Glossary
Meta description
The meta description is a short HTML tag (typically 150–160 characters) summarizing a webpage's content — displayed as the snippet text in Google search results.
The meta description is set via <meta name='description' content='...'> in the HTML head. It doesn't directly influence rankings (Google has confirmed this repeatedly), but it influences click-through rate from the SERP — which indirectly affects rankings via dwell-time and behavioral signals.
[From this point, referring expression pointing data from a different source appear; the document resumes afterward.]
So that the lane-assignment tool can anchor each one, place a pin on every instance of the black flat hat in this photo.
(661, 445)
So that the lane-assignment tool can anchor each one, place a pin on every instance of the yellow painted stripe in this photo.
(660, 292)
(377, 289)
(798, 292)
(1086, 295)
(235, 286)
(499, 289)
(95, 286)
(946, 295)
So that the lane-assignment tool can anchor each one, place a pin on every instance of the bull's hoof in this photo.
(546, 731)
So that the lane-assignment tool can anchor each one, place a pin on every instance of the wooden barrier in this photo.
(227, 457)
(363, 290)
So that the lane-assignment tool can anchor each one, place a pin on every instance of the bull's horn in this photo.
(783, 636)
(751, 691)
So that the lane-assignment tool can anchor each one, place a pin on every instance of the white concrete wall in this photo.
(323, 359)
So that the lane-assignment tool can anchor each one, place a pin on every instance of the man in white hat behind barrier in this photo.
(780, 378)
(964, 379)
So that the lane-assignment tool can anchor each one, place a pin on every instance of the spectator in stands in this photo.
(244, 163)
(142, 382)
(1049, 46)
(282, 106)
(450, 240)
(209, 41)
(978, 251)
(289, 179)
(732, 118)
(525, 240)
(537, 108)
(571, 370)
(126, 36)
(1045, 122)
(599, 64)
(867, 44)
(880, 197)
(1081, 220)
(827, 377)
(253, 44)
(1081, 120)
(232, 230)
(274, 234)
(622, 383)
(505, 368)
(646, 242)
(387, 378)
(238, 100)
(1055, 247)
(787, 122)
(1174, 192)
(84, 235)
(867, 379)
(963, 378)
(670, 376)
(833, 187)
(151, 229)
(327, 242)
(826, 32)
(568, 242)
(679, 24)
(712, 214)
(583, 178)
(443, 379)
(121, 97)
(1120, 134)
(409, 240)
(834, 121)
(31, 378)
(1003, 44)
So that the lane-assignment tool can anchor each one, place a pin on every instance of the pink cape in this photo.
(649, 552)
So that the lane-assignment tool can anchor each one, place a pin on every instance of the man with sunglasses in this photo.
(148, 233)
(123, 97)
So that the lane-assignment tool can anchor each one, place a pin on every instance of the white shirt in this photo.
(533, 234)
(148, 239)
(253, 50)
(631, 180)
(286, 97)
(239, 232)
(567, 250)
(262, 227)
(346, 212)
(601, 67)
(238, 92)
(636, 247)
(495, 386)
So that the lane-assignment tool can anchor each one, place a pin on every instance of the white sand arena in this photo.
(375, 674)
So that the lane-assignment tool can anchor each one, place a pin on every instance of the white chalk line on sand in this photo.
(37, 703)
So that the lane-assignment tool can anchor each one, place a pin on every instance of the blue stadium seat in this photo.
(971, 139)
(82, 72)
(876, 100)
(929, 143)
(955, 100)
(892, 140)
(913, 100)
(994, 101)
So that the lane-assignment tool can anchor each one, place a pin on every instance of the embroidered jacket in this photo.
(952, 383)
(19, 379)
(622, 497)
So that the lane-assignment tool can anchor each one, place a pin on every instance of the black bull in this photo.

Length: 150–160 characters is the sweet spot. Google truncates at roughly 155 characters on desktop, 120 on mobile. Descriptions over 160 characters get cut mid-sentence; descriptions under 100 leave SERP space unused (less for the snippet to compete with adjacent listings).
Good meta descriptions: state the page's value proposition concretely, include the primary keyword once (Google bolds matching terms in the SERP), and end with a soft CTA ('learn more', 'see how', 'compare'). Generic descriptions ('Welcome to our website') waste the slot.
Google increasingly rewrites meta descriptions based on the query — particularly for long-tail queries where the meta doesn't match the searcher's intent. Studies in 2024 found Google rewriting ~60% of meta descriptions on long-tail queries. The lesson: write the meta to optimize the highest-volume use case; Google will adapt for niche queries.
Common mistakes: missing meta description entirely (Google generates one from the page content, often badly), duplicate descriptions across pages (signals templated, low-effort content), keyword-stuffed descriptions (under-converts and reads as spam), and descriptions that don't match the page content (Google ignores them, the listing reverts to extracted snippet).
Example
A pricing page's meta description: 'Free forever plan. $14/mo for custom domains. Compare Free / Pro / Premium plans with full feature breakdowns + FAQ.' (~115 chars, named pricing, ends with implicit CTA, includes primary keywords).